The wrong slope isn’t an insurmountable problem. You can hire professional contractors to grade the land and rectify the slope. This will prep the site for your shipping container.
Choose the Right Foundation
You won’t be finished with your shipping container site preparation until you add a proper foundation. A foundation should give your shipping container some extra stability. This is especially important when your property has a soil type with a lot of moisture in it. Without a foundation, your container could shift or sink when placed directly on top of this soil.
A foundation can also protect the bottom of the container from water damage. A foundation will create a protective barrier between the container and the soil, minimizing its contact with moisture. This should reduce the risk of rusting and keep the container in good condition for much longer.
What type of foundation should you choose? It all depends on how long you intend to keep the shipping container in that location.

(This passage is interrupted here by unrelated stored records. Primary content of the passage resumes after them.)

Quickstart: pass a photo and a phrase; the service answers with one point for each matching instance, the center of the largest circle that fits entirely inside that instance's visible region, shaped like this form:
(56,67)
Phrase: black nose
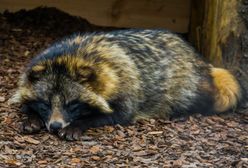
(55,126)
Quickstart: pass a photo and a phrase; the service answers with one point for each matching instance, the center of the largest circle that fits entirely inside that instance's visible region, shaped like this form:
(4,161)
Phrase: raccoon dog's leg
(122,115)
(33,123)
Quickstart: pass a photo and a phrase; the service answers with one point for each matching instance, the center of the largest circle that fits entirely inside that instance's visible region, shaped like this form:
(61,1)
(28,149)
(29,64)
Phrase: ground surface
(216,141)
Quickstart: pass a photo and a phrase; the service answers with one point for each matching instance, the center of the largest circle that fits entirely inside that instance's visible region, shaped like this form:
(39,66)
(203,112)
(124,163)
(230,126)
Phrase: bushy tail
(228,91)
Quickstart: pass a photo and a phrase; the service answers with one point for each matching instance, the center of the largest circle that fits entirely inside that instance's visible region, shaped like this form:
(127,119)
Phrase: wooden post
(218,31)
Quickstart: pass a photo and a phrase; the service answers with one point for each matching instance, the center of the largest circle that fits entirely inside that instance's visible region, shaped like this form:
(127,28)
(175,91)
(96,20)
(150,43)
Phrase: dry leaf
(42,162)
(75,160)
(31,140)
(96,158)
(155,132)
(95,149)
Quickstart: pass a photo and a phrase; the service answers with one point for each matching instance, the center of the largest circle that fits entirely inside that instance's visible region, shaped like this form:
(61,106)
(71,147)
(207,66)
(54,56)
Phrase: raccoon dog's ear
(85,74)
(36,72)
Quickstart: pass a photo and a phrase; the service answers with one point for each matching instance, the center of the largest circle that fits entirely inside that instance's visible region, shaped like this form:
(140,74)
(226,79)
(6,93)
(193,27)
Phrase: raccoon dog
(108,78)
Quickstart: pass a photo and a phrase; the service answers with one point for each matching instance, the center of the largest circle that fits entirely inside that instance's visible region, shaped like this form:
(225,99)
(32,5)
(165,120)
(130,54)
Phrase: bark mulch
(214,141)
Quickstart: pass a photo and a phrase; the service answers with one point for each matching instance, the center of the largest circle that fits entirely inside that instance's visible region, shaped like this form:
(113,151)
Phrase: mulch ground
(214,141)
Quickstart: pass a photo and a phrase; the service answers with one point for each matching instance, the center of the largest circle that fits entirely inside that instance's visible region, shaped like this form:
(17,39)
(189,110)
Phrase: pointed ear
(85,74)
(96,101)
(35,72)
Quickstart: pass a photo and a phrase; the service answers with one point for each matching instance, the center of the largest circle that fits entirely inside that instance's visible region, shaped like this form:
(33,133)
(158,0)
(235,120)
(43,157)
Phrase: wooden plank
(170,14)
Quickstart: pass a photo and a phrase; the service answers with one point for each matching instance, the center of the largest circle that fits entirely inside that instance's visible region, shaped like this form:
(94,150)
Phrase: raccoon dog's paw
(32,125)
(71,133)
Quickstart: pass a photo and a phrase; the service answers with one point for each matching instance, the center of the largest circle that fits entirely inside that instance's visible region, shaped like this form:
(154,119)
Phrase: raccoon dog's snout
(55,126)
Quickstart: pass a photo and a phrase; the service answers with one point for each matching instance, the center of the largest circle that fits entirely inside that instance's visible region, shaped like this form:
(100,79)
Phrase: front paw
(71,133)
(32,125)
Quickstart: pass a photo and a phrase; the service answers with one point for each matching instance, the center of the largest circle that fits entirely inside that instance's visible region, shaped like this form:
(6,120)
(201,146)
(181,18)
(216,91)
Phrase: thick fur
(118,77)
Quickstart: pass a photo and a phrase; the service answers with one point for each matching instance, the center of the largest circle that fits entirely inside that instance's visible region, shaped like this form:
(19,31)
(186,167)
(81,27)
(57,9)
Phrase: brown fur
(227,89)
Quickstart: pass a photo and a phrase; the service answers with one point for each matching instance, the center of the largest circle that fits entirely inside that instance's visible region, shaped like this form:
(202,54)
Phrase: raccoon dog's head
(64,89)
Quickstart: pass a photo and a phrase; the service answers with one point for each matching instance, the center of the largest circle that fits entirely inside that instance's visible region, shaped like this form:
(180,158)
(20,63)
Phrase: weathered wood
(170,14)
(218,35)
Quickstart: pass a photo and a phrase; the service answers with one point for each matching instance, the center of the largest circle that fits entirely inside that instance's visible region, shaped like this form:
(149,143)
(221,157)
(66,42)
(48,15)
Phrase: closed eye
(39,106)
(76,106)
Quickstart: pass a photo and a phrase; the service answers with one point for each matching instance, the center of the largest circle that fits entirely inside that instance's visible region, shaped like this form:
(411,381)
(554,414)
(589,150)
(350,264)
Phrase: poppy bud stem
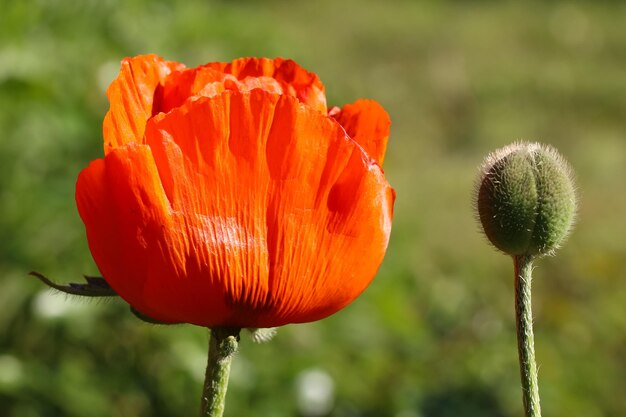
(525,338)
(222,346)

If it’s a short-term placement, one of the foundation options you can choose is called blocking. This is when concrete blocks are placed beneath the corners of the container. If you’re using a 40ft shipping container, you should place additional blocks at the middle points of each side for increased support. You should not use this option when you’re storing heavy items in your container. It’s meant for lighter storage.

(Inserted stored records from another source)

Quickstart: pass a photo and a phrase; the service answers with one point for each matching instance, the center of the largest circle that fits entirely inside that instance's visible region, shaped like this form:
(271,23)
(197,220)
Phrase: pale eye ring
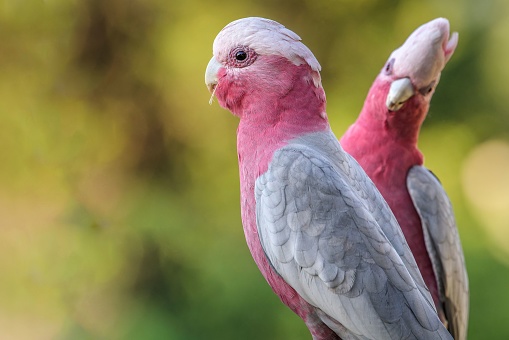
(241,56)
(388,66)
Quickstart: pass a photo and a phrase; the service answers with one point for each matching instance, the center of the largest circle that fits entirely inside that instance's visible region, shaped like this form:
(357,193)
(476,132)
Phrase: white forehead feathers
(266,37)
(425,52)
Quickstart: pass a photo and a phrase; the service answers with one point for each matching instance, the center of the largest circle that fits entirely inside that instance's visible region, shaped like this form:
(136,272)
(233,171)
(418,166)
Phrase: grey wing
(320,237)
(443,245)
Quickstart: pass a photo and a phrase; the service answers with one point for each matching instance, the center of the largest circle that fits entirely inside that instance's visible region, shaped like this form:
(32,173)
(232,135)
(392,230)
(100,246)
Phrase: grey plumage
(443,245)
(328,232)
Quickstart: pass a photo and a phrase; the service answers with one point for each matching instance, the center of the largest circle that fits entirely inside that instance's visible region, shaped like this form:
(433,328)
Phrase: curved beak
(401,90)
(211,74)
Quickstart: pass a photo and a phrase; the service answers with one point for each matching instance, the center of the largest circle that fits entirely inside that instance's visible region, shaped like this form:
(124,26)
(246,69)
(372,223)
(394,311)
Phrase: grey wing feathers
(443,245)
(321,237)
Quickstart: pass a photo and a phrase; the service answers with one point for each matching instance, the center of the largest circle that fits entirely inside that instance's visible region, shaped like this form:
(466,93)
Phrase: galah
(384,141)
(318,229)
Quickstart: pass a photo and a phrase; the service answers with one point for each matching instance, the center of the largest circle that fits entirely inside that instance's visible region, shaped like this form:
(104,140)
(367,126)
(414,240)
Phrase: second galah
(318,229)
(384,141)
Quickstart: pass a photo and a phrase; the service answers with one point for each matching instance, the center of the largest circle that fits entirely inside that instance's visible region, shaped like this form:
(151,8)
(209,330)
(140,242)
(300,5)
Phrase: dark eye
(388,66)
(241,55)
(427,89)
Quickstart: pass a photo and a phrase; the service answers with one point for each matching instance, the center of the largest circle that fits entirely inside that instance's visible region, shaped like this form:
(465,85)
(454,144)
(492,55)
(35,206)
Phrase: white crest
(266,37)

A second option that you can consider is wooden beams (often called “railroad ties”). Wooden beams are installed underneath all four corners of the container. If you’re using a 40ft shipping container, you can place an additional beam along the middle for more support. This foundation option is also meant for lighter loads.
Another option is a gravel foundation. The bed of gravel is very effective at facilitating drainage. You can pair a gravel foundation with concrete blocks or wooden beams.
Is your shipping container going to be a long-term fixture? If so, you should consider a concrete slab foundation. A concrete slab foundation is durable, long-lasting, and very effective. It’s ideal for shipping containers acting as living spaces, like container homes, home offices, and hobby sheds.
Another option that you can consider is pile foundations. These are cylindrical steel or concrete tubes placed beneath the corners of the shipping container. They raise the container off the ground to prevent water intrusion. This style of foundation is best for containers carrying heavy loads. It’s also a solution for sites with softer soil types.
Before you decide to buy a container, go through this placement guide first. Going through each category should help you figure out exactly where you can place your shipping container on your property and how you can prep the site for delivery. Soon you’ll be ready to make your purchase.